Hacker News new | ask | show | jobs
Converting Markdown to ePub or Mobi Using Pandoc (themythicalengineer.com)
128 points by sks147 1880 days ago
15 comments

Thanks for the nice tutorial OP.

Here's a public notebook in Deepnote if anyone wants to play around with the code or duplicate it: https://deepnote.com/project/Converting-Markdown-to-Epub-or-...

2 fun facts about Deepnote:

1. You can create a Custom environment by writing a Dockerfile with all the libraries you need to install and everytime you're in a need to re-use a similar functionality (e.g. convert yet another book to mobi), you can just fire it up and all will be preinstalled. https://docs.deepnote.com/environment/custom-environments

2. You can turn any notebook to a blogpost right away and publish within Deepnote directly.

Disclaimer: I'm a software engineer at Deepnote.

Wait this is a notebook similar to pythons' notebook but it's a docker environment where I can install a lot of stuff I want and then do even more stuff?
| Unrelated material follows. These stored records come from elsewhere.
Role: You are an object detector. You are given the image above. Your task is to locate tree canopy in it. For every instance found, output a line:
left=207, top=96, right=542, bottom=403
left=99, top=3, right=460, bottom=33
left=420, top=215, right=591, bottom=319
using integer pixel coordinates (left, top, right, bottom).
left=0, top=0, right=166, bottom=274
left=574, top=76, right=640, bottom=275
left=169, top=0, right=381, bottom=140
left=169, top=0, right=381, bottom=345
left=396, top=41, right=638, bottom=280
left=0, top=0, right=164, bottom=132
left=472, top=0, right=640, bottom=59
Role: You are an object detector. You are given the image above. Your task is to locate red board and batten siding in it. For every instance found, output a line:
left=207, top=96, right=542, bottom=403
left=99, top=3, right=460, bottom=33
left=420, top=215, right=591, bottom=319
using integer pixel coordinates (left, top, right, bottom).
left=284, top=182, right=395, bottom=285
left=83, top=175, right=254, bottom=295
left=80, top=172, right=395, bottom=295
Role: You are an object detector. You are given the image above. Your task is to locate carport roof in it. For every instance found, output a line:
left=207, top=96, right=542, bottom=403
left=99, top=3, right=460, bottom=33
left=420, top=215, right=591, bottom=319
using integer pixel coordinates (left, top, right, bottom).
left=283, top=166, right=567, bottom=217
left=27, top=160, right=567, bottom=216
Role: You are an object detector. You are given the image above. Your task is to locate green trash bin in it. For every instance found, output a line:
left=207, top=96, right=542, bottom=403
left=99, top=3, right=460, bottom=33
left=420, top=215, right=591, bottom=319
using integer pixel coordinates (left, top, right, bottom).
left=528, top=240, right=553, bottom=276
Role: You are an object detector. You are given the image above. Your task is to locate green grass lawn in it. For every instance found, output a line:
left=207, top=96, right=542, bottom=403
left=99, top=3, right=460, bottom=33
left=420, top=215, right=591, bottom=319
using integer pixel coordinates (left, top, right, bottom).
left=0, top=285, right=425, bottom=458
Am i getting this right?

It's like a shell to a vm but in a notebook format that you can then use to blog?

Yeah, you got it right. You can even access the actual shell in the vm, not just the notebook environment.
Awesome! I will definitely give it a try
what would be advantages to going to Deepnote from regular Jupyter notebooks based workflow?
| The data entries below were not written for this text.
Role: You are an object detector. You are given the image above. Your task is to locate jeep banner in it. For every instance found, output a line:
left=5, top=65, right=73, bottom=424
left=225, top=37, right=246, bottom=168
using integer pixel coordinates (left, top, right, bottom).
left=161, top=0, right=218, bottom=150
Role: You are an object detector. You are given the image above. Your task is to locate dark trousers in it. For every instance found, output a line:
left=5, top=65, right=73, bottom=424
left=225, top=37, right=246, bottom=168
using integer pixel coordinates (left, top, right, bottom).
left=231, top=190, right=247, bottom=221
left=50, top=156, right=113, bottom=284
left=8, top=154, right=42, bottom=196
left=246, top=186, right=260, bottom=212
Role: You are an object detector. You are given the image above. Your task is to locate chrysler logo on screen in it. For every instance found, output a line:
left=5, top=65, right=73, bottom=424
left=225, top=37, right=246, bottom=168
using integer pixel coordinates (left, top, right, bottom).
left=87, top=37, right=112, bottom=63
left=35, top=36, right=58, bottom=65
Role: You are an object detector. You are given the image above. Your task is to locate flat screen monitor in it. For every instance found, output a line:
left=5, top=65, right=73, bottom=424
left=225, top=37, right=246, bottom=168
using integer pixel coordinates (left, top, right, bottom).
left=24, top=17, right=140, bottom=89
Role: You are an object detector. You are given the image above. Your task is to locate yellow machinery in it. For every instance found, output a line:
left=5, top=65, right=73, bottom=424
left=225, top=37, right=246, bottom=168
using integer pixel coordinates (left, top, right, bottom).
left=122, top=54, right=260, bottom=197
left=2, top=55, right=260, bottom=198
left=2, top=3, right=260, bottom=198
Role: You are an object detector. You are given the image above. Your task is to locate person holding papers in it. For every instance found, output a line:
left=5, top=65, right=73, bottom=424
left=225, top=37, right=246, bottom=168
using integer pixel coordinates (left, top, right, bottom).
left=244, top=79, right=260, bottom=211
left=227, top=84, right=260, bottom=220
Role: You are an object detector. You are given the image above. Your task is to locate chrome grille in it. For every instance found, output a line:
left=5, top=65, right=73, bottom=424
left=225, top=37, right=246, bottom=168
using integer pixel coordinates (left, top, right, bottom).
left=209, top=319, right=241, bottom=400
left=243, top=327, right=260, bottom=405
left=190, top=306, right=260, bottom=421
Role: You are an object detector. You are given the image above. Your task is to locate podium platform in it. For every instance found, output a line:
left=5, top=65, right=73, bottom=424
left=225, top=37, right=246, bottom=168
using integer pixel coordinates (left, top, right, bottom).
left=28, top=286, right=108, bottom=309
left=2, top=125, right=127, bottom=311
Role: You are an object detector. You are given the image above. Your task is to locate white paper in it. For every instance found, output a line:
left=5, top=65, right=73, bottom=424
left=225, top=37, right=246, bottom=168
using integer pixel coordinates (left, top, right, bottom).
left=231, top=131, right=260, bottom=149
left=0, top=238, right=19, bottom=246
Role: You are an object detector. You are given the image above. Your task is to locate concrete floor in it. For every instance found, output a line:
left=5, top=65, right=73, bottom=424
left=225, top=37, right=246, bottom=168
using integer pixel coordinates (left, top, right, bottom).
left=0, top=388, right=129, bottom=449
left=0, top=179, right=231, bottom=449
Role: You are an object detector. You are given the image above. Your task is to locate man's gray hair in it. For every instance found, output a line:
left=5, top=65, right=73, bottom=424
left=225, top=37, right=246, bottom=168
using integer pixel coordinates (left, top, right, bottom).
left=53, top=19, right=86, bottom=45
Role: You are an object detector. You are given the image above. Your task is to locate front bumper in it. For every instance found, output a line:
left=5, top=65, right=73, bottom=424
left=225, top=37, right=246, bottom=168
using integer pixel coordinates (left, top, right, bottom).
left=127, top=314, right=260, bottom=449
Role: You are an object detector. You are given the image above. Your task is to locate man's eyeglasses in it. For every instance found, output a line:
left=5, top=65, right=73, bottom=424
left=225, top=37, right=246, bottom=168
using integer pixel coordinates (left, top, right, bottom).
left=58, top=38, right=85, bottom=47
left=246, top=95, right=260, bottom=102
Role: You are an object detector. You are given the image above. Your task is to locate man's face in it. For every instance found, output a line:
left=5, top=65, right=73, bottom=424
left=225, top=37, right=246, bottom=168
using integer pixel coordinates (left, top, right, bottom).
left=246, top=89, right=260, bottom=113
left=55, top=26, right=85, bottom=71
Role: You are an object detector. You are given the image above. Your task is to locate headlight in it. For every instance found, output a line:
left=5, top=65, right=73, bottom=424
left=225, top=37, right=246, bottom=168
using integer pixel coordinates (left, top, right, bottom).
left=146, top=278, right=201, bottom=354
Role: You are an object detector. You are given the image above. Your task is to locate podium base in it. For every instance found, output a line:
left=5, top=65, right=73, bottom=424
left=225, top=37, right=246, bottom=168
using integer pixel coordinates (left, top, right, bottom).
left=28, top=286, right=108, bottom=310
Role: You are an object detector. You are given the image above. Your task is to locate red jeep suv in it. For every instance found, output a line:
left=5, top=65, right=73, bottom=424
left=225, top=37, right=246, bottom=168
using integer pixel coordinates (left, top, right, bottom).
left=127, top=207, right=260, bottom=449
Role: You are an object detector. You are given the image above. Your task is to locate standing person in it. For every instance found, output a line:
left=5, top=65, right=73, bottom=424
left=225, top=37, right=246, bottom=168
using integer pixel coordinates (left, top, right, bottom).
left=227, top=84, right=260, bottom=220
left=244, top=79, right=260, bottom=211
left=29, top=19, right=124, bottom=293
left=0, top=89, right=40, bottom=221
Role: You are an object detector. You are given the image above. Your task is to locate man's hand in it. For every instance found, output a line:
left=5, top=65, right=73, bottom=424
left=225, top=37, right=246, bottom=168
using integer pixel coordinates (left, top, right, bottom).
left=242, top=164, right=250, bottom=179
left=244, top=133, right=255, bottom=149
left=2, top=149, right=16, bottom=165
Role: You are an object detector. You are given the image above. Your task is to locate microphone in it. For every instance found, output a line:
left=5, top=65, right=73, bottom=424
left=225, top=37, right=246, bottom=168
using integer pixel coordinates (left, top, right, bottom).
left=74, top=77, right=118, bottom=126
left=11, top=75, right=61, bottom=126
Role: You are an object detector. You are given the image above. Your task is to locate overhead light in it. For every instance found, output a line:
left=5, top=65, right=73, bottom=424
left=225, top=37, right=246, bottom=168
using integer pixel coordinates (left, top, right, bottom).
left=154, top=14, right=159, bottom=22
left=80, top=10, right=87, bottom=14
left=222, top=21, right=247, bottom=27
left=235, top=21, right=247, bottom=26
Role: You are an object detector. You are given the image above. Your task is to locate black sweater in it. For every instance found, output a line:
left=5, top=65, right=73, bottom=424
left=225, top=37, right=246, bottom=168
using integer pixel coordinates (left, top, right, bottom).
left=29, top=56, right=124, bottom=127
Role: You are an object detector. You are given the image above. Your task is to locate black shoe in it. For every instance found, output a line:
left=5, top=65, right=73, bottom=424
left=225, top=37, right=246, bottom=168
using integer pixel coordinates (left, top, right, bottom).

Let's assume someone who has been working with Jupyter notebooks(mostly Python based) for a long time.

Are Deepnote notebooks exportable?

The big worry is that you guys decide to pivot or radically change your pricing model and there is no offramp.

By comparison I don't mind using Google Colab. If Google Colab decides to shutdown or 100x their price I can take my .ipynb files and use them on my local littlest JupyterHub instance.

Deepnote internally supports .ipynb format and you can always export the Deepnote notebook to .ipynb similarly as you'd in Colab.

In general the main selling points are live collaboration (you can work on a notebook with you team as you'd do on a google doc), and integrations (you can plug-in your snowflake db, or s3 bucket or whatever, and have it connected for any further analysis, or a long-term training, etc.

For many non-software-developer data scientists, it's also easier to work in a cloud environment compared to installing stuff locally, and to version their notebooks in Deepnote instead of git. But this really depends on the particular workflow that one has.

Thank you for the answers!

I can absolutely see a need for collaboration tool. Collaboration on regular Jupyter is a pain. I create a shared folder for coworkers and well read/write permissions* are not fun.

* knows chmod - https://www.reddit.com/r/linux/comments/dily0/i_know_how_to_...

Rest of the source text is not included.